FIG. 1 is a diagram showing a configuration of a leaky wave dielectric line according to one embodiment of the present invention.

FIG. 2 is a view showing an xy plane electric field intensity distribution characteristic of the leaky wave dielectric line.

FIG. 3 shows a horizontal electric field component E in the leaky wave dielectric line.
The figure which shows the yz-plane electric field intensity distribution characteristic of x.

FIG. 4 is a diagram showing radiation directivity characteristics when the leaky wave dielectric line is applied to an antenna.

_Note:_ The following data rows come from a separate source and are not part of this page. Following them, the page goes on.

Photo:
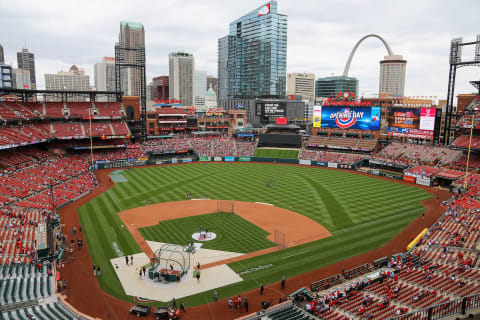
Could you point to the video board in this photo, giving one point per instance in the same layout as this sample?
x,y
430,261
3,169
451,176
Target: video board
x,y
411,122
275,109
347,117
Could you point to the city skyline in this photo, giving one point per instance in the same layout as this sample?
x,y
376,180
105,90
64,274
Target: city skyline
x,y
319,37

FIG. 5 is a diagram showing a configuration when the leaky wave dielectric line of the present invention is applied to a power distribution circuit.

[Explanation of symbols]

DESCRIPTION OF SYMBOLS 1 ... Upper metal plate, 2 ... Lower metal plate, 4, 11, 12 ... Leaky wave dielectric line, 5a, 5b, 11a, 11b, 12
a, 12b: Notch row, 6: Coaxial line, 7: Central conductor,
13, 14 ... metal block.

 ──────────────────────────────────────────────────続 き Continuing from the front page (72) Inventor Toshihiko Agatsuma 4-16-20 Tsurugaoka, Izumi-ku, Sendai, Miyagi Prefecture (56) References Special Table Sho-63-500698 (JP, A) Real Open Showa 50-91784 (JP) , U) Proceedings of the 1991 Autumn Meeting of the Institute of Electronics, Information and Communication Engineers B-70 Transactions of the Institute of Electronics, Information and Communication Engineers, VOL. J73-CI, NO. 3, PP. 87−94

Claims (1)

(57) [Claims] (1)Sandwiched between two vertically parallel metal plates
Dielectric line that is provided and excited at one end
When, On the different surface corresponding to the length direction of this dielectric line, the same
Are shifted from each other by half a cycle, and the
The excitation power transmitted to the dielectric line is radiated as a leakage wave.
Two periodic structures, Characterized by having Leaky wave dielectric line.